Staff at the California Public Utilities Commission released a proposal last week that calls for a new microgrid pilot program, a special tariff for microgrids, and other measures to overcome barriers to microgrid development.
The proposal comes in the second phase of a commission proceeding to help commercialize microgrids. The first phase culminated in June when the commission ordered a number of short-term modifications required of utilities, including steps to expedite applications and approvals.

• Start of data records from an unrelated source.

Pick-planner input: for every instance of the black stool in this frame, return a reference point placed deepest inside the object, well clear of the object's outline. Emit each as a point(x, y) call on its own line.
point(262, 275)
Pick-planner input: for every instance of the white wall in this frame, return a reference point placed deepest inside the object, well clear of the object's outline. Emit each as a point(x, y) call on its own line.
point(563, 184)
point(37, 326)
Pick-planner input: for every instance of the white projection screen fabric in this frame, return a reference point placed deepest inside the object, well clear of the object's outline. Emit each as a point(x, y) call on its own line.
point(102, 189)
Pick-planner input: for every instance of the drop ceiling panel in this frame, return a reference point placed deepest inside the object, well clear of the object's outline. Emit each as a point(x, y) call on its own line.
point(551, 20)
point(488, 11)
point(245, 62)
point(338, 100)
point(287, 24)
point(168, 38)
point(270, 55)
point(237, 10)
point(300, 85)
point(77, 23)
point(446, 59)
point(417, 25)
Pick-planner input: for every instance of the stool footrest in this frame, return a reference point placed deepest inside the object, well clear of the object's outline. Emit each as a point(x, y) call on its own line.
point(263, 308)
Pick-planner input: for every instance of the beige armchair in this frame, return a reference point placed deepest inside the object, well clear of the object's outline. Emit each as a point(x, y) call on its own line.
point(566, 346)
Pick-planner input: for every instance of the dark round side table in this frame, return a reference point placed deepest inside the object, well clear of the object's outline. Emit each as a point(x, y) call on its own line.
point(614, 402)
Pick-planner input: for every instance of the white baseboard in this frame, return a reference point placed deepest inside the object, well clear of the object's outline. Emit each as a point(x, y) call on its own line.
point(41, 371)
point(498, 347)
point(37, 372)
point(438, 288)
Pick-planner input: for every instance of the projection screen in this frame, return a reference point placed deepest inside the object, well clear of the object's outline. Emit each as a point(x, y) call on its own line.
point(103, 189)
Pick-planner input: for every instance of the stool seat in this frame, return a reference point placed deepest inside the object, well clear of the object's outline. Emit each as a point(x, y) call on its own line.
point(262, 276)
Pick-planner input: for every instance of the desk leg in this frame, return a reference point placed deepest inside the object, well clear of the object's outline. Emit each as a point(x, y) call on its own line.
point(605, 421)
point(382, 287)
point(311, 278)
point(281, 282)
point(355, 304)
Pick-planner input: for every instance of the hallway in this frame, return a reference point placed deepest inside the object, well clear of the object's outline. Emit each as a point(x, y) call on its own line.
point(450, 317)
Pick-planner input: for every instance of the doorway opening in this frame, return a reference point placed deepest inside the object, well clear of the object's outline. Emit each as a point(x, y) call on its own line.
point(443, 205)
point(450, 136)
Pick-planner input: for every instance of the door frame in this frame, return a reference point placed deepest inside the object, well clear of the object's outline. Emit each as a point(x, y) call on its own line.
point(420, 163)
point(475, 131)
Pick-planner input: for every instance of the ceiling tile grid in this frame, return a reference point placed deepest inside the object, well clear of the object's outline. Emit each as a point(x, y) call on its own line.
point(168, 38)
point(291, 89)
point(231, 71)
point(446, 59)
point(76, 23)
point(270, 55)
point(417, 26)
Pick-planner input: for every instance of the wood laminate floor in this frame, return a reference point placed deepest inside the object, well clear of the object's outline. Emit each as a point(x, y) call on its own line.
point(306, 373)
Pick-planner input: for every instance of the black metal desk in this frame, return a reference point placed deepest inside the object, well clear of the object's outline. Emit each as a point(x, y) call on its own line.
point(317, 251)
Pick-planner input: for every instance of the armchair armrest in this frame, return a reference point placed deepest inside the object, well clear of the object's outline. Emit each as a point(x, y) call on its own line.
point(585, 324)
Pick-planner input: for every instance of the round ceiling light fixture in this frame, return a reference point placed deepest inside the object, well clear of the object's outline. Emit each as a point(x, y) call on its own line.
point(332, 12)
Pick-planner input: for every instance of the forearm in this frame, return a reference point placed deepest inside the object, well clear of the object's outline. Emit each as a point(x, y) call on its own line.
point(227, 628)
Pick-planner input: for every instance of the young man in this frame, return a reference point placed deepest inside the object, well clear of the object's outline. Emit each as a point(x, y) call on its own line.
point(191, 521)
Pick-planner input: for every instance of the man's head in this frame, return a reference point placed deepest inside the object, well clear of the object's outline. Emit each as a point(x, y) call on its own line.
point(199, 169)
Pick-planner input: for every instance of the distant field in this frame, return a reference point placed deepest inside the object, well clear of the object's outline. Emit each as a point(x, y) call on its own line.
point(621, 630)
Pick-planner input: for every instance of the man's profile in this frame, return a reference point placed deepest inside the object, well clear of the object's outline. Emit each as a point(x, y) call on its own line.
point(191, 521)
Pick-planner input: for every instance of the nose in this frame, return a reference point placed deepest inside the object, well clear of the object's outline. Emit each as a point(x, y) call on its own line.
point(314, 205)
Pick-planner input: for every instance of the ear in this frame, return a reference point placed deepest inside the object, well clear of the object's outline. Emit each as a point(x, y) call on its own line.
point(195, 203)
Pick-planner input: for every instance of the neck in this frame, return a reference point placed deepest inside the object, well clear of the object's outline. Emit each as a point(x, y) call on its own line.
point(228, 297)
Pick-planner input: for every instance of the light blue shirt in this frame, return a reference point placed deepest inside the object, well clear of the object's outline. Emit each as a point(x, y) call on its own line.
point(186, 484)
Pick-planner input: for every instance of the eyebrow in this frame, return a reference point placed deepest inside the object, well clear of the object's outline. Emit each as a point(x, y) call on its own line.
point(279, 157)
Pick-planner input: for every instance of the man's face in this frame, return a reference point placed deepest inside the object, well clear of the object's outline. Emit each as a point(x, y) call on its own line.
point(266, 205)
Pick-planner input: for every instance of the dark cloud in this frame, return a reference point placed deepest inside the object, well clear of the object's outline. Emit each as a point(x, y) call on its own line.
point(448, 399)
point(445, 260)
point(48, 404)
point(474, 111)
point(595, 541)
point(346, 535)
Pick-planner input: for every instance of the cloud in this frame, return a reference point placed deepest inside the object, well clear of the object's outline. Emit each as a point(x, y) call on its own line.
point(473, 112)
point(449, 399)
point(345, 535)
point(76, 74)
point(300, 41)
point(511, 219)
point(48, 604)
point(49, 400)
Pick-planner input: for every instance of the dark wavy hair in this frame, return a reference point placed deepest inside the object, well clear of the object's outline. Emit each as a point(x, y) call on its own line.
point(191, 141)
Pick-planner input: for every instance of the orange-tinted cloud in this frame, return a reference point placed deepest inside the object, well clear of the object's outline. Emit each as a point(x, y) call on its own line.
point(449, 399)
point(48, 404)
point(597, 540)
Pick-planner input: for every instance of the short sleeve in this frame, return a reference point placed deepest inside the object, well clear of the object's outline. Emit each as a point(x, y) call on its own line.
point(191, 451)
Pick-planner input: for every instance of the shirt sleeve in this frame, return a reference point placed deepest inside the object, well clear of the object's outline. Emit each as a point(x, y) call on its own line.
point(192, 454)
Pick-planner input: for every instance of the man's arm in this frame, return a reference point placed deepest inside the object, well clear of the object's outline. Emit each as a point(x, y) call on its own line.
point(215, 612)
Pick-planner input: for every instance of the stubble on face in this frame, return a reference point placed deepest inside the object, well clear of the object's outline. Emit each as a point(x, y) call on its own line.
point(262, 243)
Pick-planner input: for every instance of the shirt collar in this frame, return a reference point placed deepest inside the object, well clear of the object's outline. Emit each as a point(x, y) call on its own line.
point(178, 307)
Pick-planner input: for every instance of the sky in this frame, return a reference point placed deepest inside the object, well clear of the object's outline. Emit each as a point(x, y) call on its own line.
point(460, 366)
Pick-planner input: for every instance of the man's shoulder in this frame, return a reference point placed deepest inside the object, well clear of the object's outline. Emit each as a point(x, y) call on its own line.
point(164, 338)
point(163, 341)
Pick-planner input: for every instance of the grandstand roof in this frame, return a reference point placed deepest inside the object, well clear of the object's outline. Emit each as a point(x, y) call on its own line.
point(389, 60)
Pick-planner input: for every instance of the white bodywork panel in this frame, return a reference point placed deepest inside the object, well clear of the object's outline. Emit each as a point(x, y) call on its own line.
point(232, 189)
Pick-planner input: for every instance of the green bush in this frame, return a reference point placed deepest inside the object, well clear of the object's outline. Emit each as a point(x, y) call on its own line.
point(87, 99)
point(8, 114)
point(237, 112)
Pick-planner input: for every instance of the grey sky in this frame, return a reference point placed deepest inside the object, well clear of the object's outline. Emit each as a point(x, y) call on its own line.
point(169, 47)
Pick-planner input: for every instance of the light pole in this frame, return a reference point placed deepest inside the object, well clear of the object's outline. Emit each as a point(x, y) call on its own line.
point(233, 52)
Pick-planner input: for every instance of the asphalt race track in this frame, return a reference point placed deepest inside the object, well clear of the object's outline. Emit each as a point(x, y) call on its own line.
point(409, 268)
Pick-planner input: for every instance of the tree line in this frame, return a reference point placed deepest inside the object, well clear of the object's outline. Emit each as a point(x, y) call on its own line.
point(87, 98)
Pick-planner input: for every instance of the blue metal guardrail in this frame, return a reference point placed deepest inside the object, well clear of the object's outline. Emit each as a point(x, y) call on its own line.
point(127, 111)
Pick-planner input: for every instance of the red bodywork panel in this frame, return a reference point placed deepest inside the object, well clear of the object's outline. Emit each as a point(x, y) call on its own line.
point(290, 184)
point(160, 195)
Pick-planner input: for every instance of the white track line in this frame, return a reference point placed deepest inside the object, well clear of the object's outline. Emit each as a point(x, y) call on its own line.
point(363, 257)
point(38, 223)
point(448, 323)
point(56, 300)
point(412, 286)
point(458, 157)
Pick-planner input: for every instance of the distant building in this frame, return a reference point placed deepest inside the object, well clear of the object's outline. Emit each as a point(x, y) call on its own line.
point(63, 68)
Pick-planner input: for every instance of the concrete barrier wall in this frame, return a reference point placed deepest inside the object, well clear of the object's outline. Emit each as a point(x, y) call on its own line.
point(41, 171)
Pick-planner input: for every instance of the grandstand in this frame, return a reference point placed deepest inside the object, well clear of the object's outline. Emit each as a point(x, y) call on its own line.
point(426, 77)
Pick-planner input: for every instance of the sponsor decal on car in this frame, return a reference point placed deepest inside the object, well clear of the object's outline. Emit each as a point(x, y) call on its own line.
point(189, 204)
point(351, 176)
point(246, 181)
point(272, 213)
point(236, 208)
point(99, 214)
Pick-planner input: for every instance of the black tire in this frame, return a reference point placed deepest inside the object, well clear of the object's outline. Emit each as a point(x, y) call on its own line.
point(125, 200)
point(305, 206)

For the second phase, staff took on more complex issues affecting microgrids, and proposed five changes for the commission to consider:
1) Direct utilities to allow construction of microgrids at special facilities
2) Allow microgrids to serve critical customers at adjacent parcels
3) Require utilities to create a microgrid tariff
4) Direct utilities to develop a community microgrid pilot program
5) Direct utilities to study low cost reliable electrical isolation technologies
$15 million for each microgrid
The pilot program would focus on 15 community microgrids built within the service territories of Pacific Gas & Electric, San Diego Gas & Electric and Southern California Edison.

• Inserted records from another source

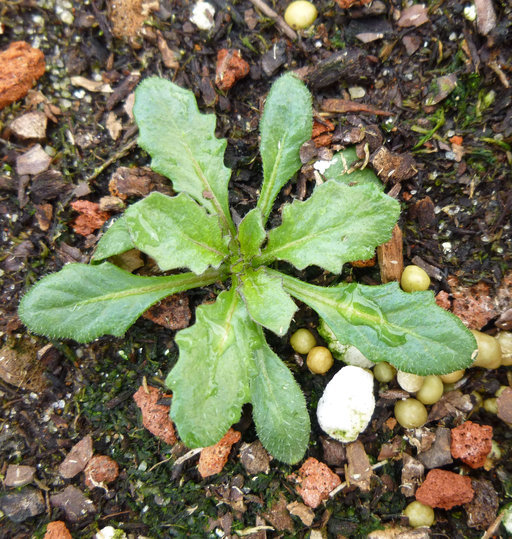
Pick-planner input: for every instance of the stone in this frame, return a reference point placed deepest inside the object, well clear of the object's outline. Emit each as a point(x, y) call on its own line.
point(18, 475)
point(439, 454)
point(33, 162)
point(57, 530)
point(76, 460)
point(471, 443)
point(31, 125)
point(254, 458)
point(20, 66)
point(445, 489)
point(155, 417)
point(316, 481)
point(74, 503)
point(213, 458)
point(18, 506)
point(100, 471)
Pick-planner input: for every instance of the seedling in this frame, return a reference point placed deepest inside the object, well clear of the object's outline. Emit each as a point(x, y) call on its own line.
point(224, 359)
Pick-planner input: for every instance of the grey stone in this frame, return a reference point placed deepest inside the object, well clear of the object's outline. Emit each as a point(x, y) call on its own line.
point(18, 506)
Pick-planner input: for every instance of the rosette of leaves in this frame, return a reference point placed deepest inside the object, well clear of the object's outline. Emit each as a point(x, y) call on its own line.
point(224, 359)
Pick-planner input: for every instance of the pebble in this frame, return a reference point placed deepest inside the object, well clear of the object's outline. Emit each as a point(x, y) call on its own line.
point(77, 459)
point(18, 475)
point(471, 443)
point(33, 162)
point(27, 503)
point(74, 503)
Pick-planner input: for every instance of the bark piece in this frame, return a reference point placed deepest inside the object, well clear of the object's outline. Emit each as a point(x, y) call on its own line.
point(91, 218)
point(18, 475)
point(359, 471)
point(230, 68)
point(76, 460)
point(20, 66)
point(172, 312)
point(33, 162)
point(74, 503)
point(30, 126)
point(213, 458)
point(439, 454)
point(316, 481)
point(57, 530)
point(505, 406)
point(412, 475)
point(483, 508)
point(155, 417)
point(254, 458)
point(445, 489)
point(101, 471)
point(392, 166)
point(391, 258)
point(471, 443)
point(19, 506)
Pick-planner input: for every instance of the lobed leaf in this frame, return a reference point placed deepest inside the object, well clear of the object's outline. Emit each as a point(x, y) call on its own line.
point(337, 224)
point(210, 382)
point(83, 302)
point(285, 126)
point(251, 234)
point(267, 302)
point(176, 232)
point(279, 407)
point(408, 330)
point(115, 241)
point(340, 166)
point(182, 144)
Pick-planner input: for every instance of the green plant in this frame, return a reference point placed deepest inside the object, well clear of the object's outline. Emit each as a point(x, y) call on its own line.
point(224, 360)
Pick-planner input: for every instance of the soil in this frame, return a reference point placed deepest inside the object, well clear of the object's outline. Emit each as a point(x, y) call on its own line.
point(450, 167)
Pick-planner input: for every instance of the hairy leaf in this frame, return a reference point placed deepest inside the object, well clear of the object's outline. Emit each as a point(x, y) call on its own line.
point(115, 241)
point(251, 234)
point(340, 165)
point(285, 126)
point(176, 232)
point(267, 302)
point(337, 224)
point(279, 407)
point(210, 382)
point(83, 302)
point(410, 331)
point(182, 144)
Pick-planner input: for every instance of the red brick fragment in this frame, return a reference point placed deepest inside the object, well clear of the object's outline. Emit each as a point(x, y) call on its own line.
point(213, 458)
point(471, 443)
point(20, 66)
point(57, 530)
point(230, 68)
point(445, 489)
point(316, 482)
point(155, 417)
point(100, 471)
point(91, 218)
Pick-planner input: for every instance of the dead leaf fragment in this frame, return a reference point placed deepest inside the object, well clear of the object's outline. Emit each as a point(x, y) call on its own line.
point(30, 126)
point(213, 458)
point(416, 15)
point(155, 417)
point(91, 218)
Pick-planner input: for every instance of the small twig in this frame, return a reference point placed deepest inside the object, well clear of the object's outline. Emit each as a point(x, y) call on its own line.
point(280, 22)
point(121, 153)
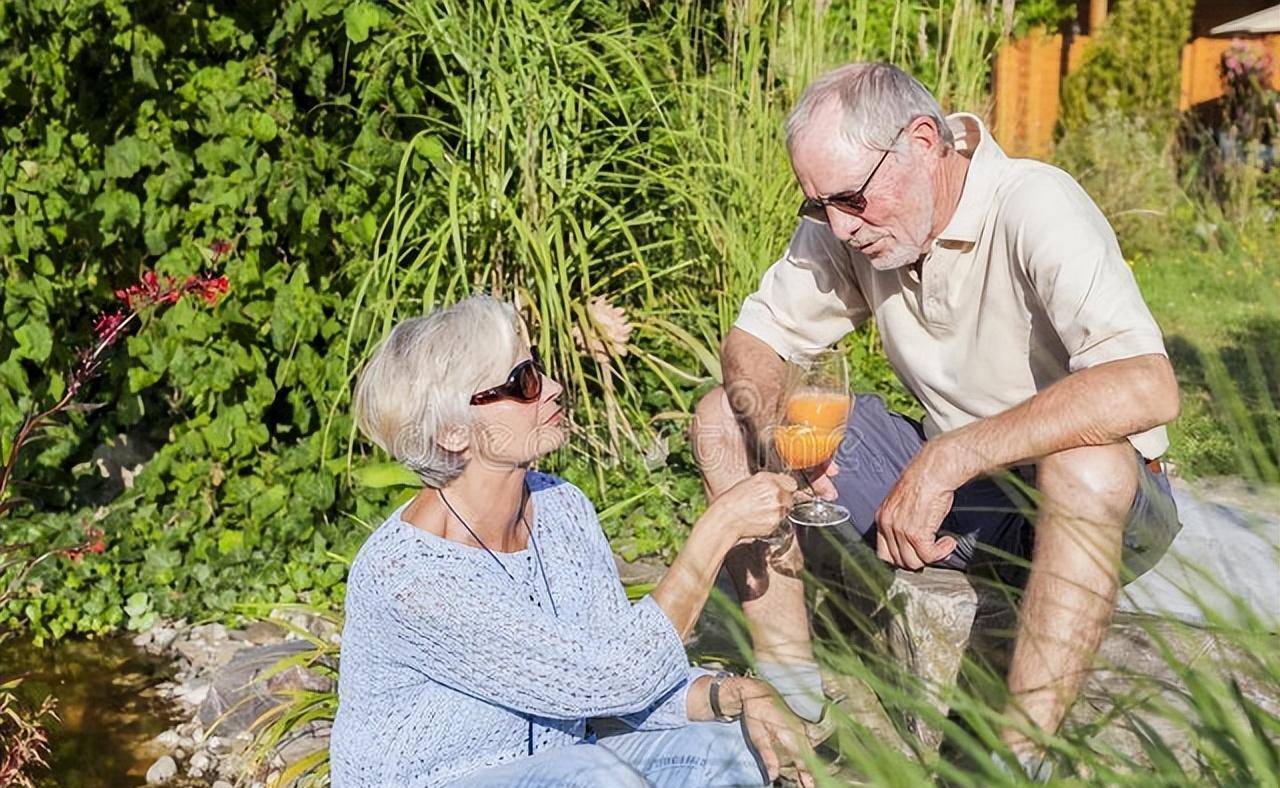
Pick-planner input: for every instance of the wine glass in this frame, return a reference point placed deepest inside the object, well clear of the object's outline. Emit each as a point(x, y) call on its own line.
point(814, 408)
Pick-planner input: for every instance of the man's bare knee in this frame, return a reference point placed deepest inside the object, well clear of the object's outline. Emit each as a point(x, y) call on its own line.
point(1096, 482)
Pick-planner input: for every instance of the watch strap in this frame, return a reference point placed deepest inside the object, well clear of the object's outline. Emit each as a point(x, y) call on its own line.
point(713, 697)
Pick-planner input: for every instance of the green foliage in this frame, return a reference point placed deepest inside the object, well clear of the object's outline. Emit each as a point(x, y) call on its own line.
point(1133, 67)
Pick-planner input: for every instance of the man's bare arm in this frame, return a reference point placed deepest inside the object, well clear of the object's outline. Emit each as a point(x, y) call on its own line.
point(1095, 407)
point(772, 601)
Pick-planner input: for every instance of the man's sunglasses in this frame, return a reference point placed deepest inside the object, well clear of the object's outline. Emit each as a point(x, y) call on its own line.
point(524, 384)
point(846, 202)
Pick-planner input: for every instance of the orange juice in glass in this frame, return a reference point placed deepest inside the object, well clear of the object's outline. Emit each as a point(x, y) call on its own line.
point(813, 413)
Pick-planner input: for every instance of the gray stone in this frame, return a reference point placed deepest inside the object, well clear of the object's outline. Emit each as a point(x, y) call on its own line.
point(161, 772)
point(192, 695)
point(236, 697)
point(263, 633)
point(932, 613)
point(161, 637)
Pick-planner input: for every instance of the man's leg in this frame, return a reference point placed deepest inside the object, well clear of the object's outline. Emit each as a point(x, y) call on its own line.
point(1086, 498)
point(772, 601)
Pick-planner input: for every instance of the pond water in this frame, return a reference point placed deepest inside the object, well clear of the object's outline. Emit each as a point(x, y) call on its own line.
point(106, 704)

Ratepayers from the three utilities would fund the microgrids, which would be designed to serve vulnerable populations, particularly low-income areas likely to face power outages. The proposal caps funding for each community microgrid at $15 million.
Critics of ratepayer funded microgrids say they create disparity because all utility customers pay, but only a limited number benefit. The proposal attempts to avoid this problem by charging only those ratepayers within the county where the community microgrid will be built.
Staff rejected the idea of seeking competitive bids for the pilot projects and instead put the utilities in charge, arguing that the utilities can “rapidly implement the program whereas a competitive solicitation for a third-party administrator will increase the program lead time.”
Each microgrid would be able to island critical functions for at least 96 hours, and would need to be built by Jan. 31, 2022.
Microgrid development without the hassle
Staff also took on other controversial issues, among them legal restrictions that stop microgrid owners from serving buildings on adjacent property. They proposed that municipalities be exempt from the prohibition, but limited the exemption to 10 microgrids across the three utility service territories. Staff reasoned that the 10 microgrids will create opportunity for the state to study the exemption and make modifications if necessary.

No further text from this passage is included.